Over the last century the large experiments in establishing an equitable social system by introducing communism have failed, albeit some countries are still in a state of denial. As we can now safely say capitalism, the widely heralded alternative, has not kept its early promise and has rather turned into a sordid tool to promote elitism and to exploit the vast masses of humanity. All the learned and celebrated theorists of the past have failed to include one important calculus in their sophisticated treatises: human greed and the inherent unwillingness to truly share good fortunes with others. The current worldwide economic crisis is considerably more than just a down phase in the endless chain of cyclical undulations. I think it is a worldwide awakening to a reality that can no longer be sustained. There will be an increasing number of Shekhars who are exceedingly unwilling to act as though all is well and to view the misery of billions of people as something so abstract as to be virtually non-existent. The dynasties of wealth will eventually tumble and in the sobering aftermath there will be profound changes to prevent a recurrence of the excesses that have incurred our collective wrath. Conspicuous consumption are becoming dirty words, fabulous riches are no longer viewed with benign envy but rather as a growing irritant. People are increasingly stacking up their own limited lives against the charmed realities of the ones who cannot even fathom the concept of daily survival and who know of no existential fear that too many of us have to live with.

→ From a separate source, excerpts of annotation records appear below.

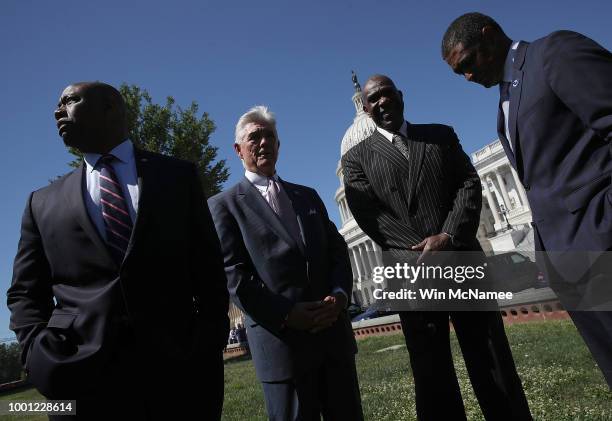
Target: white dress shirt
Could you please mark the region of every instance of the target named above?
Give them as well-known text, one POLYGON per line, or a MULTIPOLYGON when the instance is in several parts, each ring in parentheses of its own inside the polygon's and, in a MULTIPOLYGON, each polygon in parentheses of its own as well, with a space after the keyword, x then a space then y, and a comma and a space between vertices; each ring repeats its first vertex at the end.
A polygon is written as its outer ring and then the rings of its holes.
MULTIPOLYGON (((395 136, 395 133, 391 133, 390 131, 383 129, 382 127, 377 126, 376 128, 389 142, 393 143, 393 136, 395 136)), ((404 122, 402 123, 402 127, 400 127, 399 133, 404 137, 408 137, 408 123, 406 123, 406 120, 404 120, 404 122)))
MULTIPOLYGON (((257 191, 259 191, 259 193, 261 193, 261 195, 264 197, 264 199, 266 199, 266 202, 270 203, 270 201, 268 200, 268 180, 269 177, 266 177, 265 175, 261 175, 261 174, 257 174, 254 172, 251 172, 249 170, 246 170, 244 172, 244 176, 251 182, 252 185, 255 186, 255 188, 257 188, 257 191)), ((272 179, 276 182, 278 182, 278 175, 274 174, 272 176, 272 179)), ((283 188, 283 185, 281 183, 278 183, 278 185, 280 186, 280 188, 283 188)))
MULTIPOLYGON (((130 140, 115 146, 109 152, 115 159, 112 162, 112 167, 119 179, 123 197, 132 219, 132 223, 136 220, 138 212, 138 175, 136 174, 136 159, 134 158, 134 145, 130 140)), ((100 206, 100 167, 99 159, 102 155, 97 153, 86 153, 85 158, 85 180, 83 185, 83 198, 87 213, 91 221, 96 226, 96 229, 106 239, 106 227, 104 218, 102 217, 102 207, 100 206)))
MULTIPOLYGON (((245 170, 244 172, 244 176, 247 178, 247 180, 249 180, 251 182, 252 185, 255 186, 255 188, 257 189, 257 191, 259 191, 259 193, 261 193, 261 195, 263 196, 264 199, 266 199, 266 202, 269 204, 270 201, 268 200, 268 180, 269 177, 266 177, 265 175, 261 175, 261 174, 257 174, 254 172, 251 172, 249 170, 245 170)), ((276 182, 278 182, 278 174, 274 174, 272 176, 272 179, 276 182)), ((279 188, 284 189, 283 187, 283 183, 278 183, 279 188)), ((348 299, 348 294, 346 293, 346 291, 344 291, 342 288, 340 287, 336 287, 333 289, 332 293, 341 293, 342 295, 344 295, 344 297, 347 300, 347 305, 350 304, 350 300, 348 299)))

All great upheavals in human history have been fed by the dissatisfaction of the masses and their inability to improve their lives. We may very well be in the early throes of such a moment. I think there is now an incredible opportunity for introspection, for the exchange of thought processes to try to establish a new, more equitable world order in which 80 % of humanity is not just simply ignored but is given a chance to live with dignity rather than in shame that abject poverty engenders. We must afford them the same respect we all expect from each other.